Whether it’s availability, price, inconvenience, not enough choice, or too many choices, there always a reason for piracy being the more attractive offer.
For their part, opponents often dismiss these reasons as convenient excuses, places to hide while defending what some believe is straightforward theft. Take the same stance against a 3pm blackout ‘excuse’ and the argument quickly hits a dead end.
Reason’s Big Brother: Justification
The 3pm blackout refers to the period when broadcasters such as SKY cannot broadcast live football to fans in the UK.
Running from 2.45pm until 5.15pm on Saturdays, the ‘closed period’ was originally put in place to ensure that the draw of major games on TV couldn’t deprive clubs in lower leagues of their significantly smaller audiences.
Support for ‘grassroots’ football may at times be presented as benevolent, charitable even, but a failure to nurture home-grown talent risks reliance on expensive imports later down the road. Short-term ‘gains’ for not reinvesting money back into the game would’ve been worth around £170 million to the Football Association according to its last set of accounts.
Grassroots engagement, not to mention engaging the entire country in football, generation after generation, is fundamental to ensuring healthy match attendances at every level; that leads to lucrative broadcasting rights upon which the ecosystem relies.
The 3pm blackout protects all of that, at the expense of locking all clubs out of a local live broadcasting market, in which they could enjoy exclusivity. Yet through artificial restriction that prohibits the existence of a potentially lucrative market, fans happy to hand over their cash have become increasingly frustrated.
Less invested fans in overseas markets are not only free to watch matches during the blackout, they do so legally at a fraction of the prices charged in the UK generally.
So, if no money is made from UK fans during the blackout, piracy could be viewed as not just a reasonable option, but a logical common sense alternative.
Can IPTV pirates offering 3pm matches hurt a market that doesn’t even exist?

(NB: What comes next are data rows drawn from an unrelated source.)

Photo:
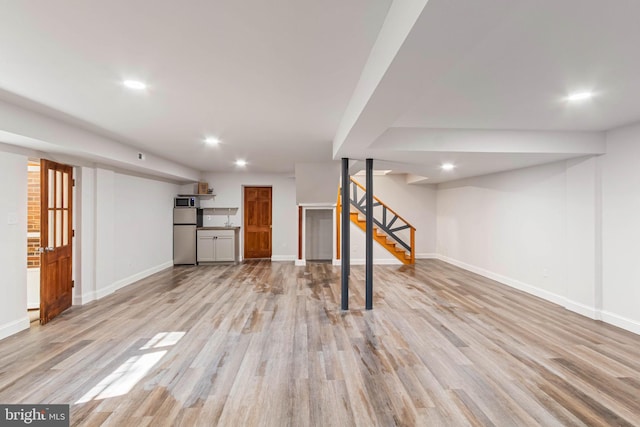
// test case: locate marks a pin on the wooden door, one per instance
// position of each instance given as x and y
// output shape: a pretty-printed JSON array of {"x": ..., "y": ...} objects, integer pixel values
[
  {"x": 55, "y": 238},
  {"x": 257, "y": 222}
]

And when fans watch matches, is that still straightforward theft from the Premier League, for example, and if so, what exactly are they being deprived of?
“We Run On English Football Time”
For the clearest example yet that exploiting a market that doesn’t exist is a serious crime in the UK, look no further than pirate IPTV service Flawless TV.

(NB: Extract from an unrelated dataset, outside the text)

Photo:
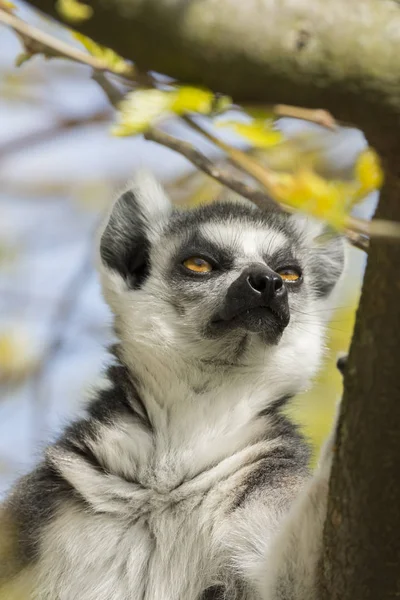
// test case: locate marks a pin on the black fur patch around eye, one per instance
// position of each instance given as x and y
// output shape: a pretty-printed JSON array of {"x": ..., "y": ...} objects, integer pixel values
[{"x": 197, "y": 245}]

After its operator quipped that the Flawless team “run on English football time” and it was privately recognized that the 3pm blackout was great for business, criminal prosecutions concluded that rights can’t be exploited without first obtaining permission from the rightsholder.
Excuses, reasons, and justification ultimately proved no match for custodial sentences totaling more than 30 years which in practical terms, failed to solve the problem. Pirates don’t just exploit artificial restrictions, they thrive on them. If there was a gap in the market, it didn’t stay that way for long.
Light at the End of the Tunnel
Speaking to the press at Sky’s Premier League launch event this week, Sky Sports chief Jonathan Licht added momentum to what some believe is the beginning of the end for football’s 3pm TV ‘blackout’.
“There’s clearly a direction of travel and lots of conversation about Saturday 3pms, and I think that will perhaps increase as we go through this cycle,” Licht said. “It’s a conversation that’s coming.”
Talking is clearly important but admitting that a problem exists should make the conversation a little less complicated. This week, Licht effectively admitted that the restriction fuels piracy, arguably football’s biggest problem.
“It’s fair to say that 3pms have been a point for piracy coming into this market from various places,” he said.
Piracy Profits From Exclusivity
Some might argue that refusal to serve an exclusive market is why exclusive markets shouldn’t be allowed to exist. That’s a whole new conversation but purely from the perspective of loyal fans, it actually does something far worse; it provides unrivaled justification for piracy and a gateway to even more.
When fans offer their money and it’s refused year after year, pirate subscriptions and web-based streaming sites don’t just solve the 3pm Saturday problem, they continue to work all week.
“There’s a real concern that despite the illegality and links to organized crime, [piracy] has been normalized. That’s dangerous for everyone, the industry and rights holders,” Licht said. So what can be done?
“It’s all of our responsibility in the industry to tackle piracy, whether that’s lobbying big tech or engaging government,” Licht said.
Controversial, perhaps, but is listening to the fans still an option?